2.1.2 :005 > Institution::Commercial.all
NoMethodError: undefined method `index' for nil:NilClass
               from /Users/lorefnon/Workspace/sample/app/models/concerns/optimally_inheritable.rb:24:in `sti_name'
               from /Users/lorefnon/.rvm/gems/ruby-2.1.2@sample/gems/activerecord-4.1.4/lib/active_record/inheritance.rb:170:in `block in type_condition'
               from /Users/lorefnon/.rvm/gems/ruby-2.1.2@sample/gems/activerecord-4.1.4/lib/active_record/inheritance.rb:170:in `map'
               from /Users/lorefnon/.rvm/gems/ruby-2.1.2@sample/gems/activerecord-4.1.4/lib/active_record/inheritance.rb:170:in `type_condition'
               from /Users/lorefnon/.rvm/gems/ruby-2.1.2@sample/gems/activerecord-4.1.4/lib/active_record/core.rb:170:in `relation'

The problem is obvious : the variable sti_class_list is not available in subclasses.
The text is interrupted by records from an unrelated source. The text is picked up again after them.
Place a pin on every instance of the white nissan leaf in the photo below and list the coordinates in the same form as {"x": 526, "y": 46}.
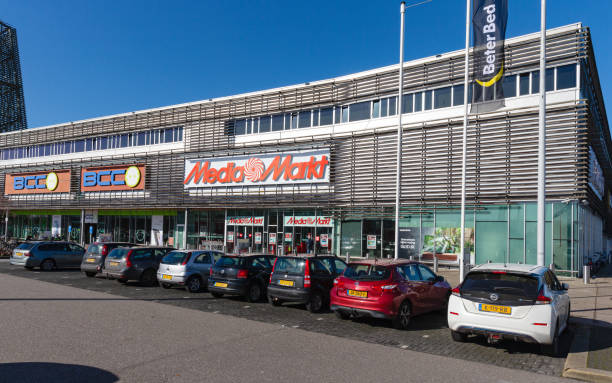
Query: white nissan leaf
{"x": 510, "y": 301}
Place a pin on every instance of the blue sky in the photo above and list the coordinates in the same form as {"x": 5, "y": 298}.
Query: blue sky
{"x": 85, "y": 59}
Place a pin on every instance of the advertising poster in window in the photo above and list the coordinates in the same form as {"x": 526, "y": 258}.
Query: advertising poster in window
{"x": 446, "y": 241}
{"x": 409, "y": 242}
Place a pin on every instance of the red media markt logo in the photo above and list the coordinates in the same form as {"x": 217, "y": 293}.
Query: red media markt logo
{"x": 253, "y": 169}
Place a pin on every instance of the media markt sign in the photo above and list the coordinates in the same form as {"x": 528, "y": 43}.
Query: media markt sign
{"x": 298, "y": 167}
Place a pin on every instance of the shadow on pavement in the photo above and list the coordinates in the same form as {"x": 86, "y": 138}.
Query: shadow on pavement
{"x": 54, "y": 372}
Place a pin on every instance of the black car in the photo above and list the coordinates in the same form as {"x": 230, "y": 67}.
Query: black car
{"x": 135, "y": 263}
{"x": 93, "y": 261}
{"x": 304, "y": 279}
{"x": 247, "y": 276}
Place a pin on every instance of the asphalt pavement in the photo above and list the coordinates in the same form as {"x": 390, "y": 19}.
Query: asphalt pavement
{"x": 150, "y": 334}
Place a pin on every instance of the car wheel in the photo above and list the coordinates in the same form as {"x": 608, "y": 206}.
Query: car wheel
{"x": 315, "y": 303}
{"x": 47, "y": 265}
{"x": 254, "y": 292}
{"x": 342, "y": 315}
{"x": 274, "y": 301}
{"x": 148, "y": 277}
{"x": 552, "y": 349}
{"x": 402, "y": 319}
{"x": 194, "y": 284}
{"x": 458, "y": 336}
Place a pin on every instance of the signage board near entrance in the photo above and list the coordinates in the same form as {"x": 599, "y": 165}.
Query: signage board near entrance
{"x": 308, "y": 220}
{"x": 56, "y": 181}
{"x": 111, "y": 178}
{"x": 297, "y": 167}
{"x": 245, "y": 221}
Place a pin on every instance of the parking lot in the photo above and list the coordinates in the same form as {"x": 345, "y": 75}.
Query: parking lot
{"x": 428, "y": 333}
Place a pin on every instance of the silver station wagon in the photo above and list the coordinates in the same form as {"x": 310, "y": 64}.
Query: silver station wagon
{"x": 188, "y": 268}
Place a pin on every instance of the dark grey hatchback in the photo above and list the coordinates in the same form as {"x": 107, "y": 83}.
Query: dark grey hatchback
{"x": 135, "y": 263}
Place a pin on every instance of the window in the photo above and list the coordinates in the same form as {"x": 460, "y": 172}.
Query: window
{"x": 458, "y": 94}
{"x": 277, "y": 122}
{"x": 305, "y": 119}
{"x": 566, "y": 76}
{"x": 524, "y": 84}
{"x": 442, "y": 97}
{"x": 264, "y": 124}
{"x": 360, "y": 111}
{"x": 509, "y": 86}
{"x": 327, "y": 115}
{"x": 407, "y": 103}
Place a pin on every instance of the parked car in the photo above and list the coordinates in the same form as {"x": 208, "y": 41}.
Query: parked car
{"x": 245, "y": 275}
{"x": 510, "y": 301}
{"x": 93, "y": 261}
{"x": 389, "y": 289}
{"x": 304, "y": 279}
{"x": 187, "y": 268}
{"x": 47, "y": 255}
{"x": 134, "y": 263}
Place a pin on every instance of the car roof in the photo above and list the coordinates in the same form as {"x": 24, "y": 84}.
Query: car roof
{"x": 516, "y": 267}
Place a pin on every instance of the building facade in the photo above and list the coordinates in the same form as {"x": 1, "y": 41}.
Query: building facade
{"x": 262, "y": 171}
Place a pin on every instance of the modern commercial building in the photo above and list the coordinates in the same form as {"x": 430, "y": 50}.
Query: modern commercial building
{"x": 262, "y": 170}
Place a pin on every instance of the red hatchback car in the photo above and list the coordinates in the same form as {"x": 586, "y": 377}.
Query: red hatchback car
{"x": 390, "y": 289}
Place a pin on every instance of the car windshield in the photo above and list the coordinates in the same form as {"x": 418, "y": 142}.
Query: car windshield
{"x": 174, "y": 258}
{"x": 25, "y": 246}
{"x": 507, "y": 286}
{"x": 367, "y": 272}
{"x": 119, "y": 252}
{"x": 226, "y": 261}
{"x": 289, "y": 265}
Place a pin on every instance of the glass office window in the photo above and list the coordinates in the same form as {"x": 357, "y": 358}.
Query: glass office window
{"x": 509, "y": 86}
{"x": 360, "y": 111}
{"x": 327, "y": 115}
{"x": 442, "y": 97}
{"x": 305, "y": 117}
{"x": 566, "y": 76}
{"x": 407, "y": 103}
{"x": 264, "y": 124}
{"x": 524, "y": 84}
{"x": 277, "y": 122}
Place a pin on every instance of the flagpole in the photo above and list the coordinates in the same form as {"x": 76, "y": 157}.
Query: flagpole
{"x": 541, "y": 247}
{"x": 464, "y": 148}
{"x": 398, "y": 170}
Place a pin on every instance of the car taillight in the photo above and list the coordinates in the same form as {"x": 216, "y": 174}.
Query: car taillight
{"x": 273, "y": 266}
{"x": 542, "y": 299}
{"x": 186, "y": 259}
{"x": 128, "y": 261}
{"x": 243, "y": 273}
{"x": 307, "y": 274}
{"x": 456, "y": 291}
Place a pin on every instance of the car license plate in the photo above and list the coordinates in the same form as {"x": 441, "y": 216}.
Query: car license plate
{"x": 355, "y": 293}
{"x": 495, "y": 309}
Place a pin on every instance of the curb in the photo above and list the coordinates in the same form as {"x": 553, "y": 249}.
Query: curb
{"x": 576, "y": 363}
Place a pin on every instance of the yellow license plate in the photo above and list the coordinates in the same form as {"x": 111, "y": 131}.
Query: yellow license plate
{"x": 495, "y": 309}
{"x": 355, "y": 293}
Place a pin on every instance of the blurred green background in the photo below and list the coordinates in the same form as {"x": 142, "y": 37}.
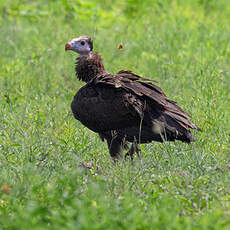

So we rectify our solution:

def sti_cls_list
  if superclass.respond_to? :sti_cls_list
    superclass.sti_cls_list
  else
    @sti_cls_list
  end
end

This resolves the aforementioned issues.

Now that we have reached the end of the post, it would be a good time to highlight the drawbacks of our approach:

  1. Firstly, The array passed to support_sti_for function will have to be kept in sync with the class names, if the name of any model class changes in future.
  2. Secondly, While it is safe to add new entries to supported classes, their order can not be arbitrarily changed without running a data correction script first.

This concludes our post. The full source code is available at Github. As always, any criticism or feedback is welcome.